Ironisnya, desakan untuk meningkatkan pengeboran ini datang setelah Trump pada cuitan sebelumnya juga meminta semua pihak untuk menjaga stabilitas dan menekan harga minyak mentah agar tetap rendah. Permintaan tersebut menyusul lonjakan harga komoditas ini, bahkan mencapai level tertinggi, setelah Amerika Serikat diduga berpartisipasi dengan Israel dalam serangan pengeboman terhadap tiga fasilitas nuklir Iran pada Minggu (22/6).
Menanggapi kenaikan harga yang signifikan tersebut, Trump dengan keras menyatakan, “SEMUA PIHAK, JAGA HARGA MINYAK TETAP RENDAH. SAYA MENGAWASI! KALIAN SEDANG BERMAIN SESUAI SKENARIO MUSUH. JANGAN LAKUKAN ITU!” Pesan ini mencerminkan kekhawatiran seriusnya terhadap dampak ekonomi dari gejolak harga minyak.
Sebagai respons langsung terhadap ketegangan yang dipicu oleh aksi AS menyerang Iran, harga minyak mentah global langsung melesat. Dikutip dari *Reuters* pada Senin (23/6) pagi, harga minyak mentah jenis Brent melonjak USD 1,88 atau 2,44 persen menjadi USD 78,89 per barel pada pukul 11.22 GMT. Sementara itu, harga minyak mentah West Texas Intermediate (WTI) AS juga naik USD 1,87 atau 2,53 persen menjadi USD 75,71 per barel.
Kedua kontrak sempat mengalami kenaikan lebih dari 3 persen di awal sesi perdagangan, mencapai USD 81,40 (Brent) dan USD 78,40 (WTI), menandai level tertinggi dalam lima bulan terakhir, sebelum akhirnya sedikit menurun. Sejak konflik mulai memanas pada 13 Juni, harga Brent telah melonjak sekitar 13 persen, sementara WTI naik sekitar 10 persen.
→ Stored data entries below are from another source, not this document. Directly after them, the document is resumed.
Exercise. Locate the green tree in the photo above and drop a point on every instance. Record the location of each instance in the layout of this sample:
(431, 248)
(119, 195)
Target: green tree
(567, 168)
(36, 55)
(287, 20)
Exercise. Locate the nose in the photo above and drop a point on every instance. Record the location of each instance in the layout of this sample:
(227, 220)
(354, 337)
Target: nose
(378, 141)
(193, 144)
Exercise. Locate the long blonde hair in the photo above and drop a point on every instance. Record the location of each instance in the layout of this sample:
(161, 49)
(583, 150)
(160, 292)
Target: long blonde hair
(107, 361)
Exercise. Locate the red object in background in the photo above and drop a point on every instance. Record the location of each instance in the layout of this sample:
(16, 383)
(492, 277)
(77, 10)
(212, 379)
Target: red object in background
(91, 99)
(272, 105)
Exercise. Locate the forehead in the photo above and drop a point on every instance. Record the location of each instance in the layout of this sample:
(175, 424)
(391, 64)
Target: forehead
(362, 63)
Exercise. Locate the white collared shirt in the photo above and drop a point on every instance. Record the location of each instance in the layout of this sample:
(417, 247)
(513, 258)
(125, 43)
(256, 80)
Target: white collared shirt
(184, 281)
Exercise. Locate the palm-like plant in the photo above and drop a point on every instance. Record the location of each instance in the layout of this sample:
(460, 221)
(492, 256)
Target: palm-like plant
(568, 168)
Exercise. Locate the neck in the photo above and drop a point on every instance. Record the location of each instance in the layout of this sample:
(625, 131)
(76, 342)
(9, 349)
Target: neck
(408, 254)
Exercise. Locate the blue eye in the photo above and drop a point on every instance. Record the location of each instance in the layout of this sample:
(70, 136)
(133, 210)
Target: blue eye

Situasi pasar yang volatil ini memunculkan proyeksi suram: harga minyak mentah dunia diperkirakan akan terus merangkak naik, bahkan berpotensi mencapai USD 130 per barel, jika konflik di Timur Tengah tidak kunjung mereda. Ancaman ini akan semakin memburuk jika Iran benar-benar melaksanakan niatnya untuk menutup Selat Hormuz, yang akan sangat mengganggu pasokan energi global.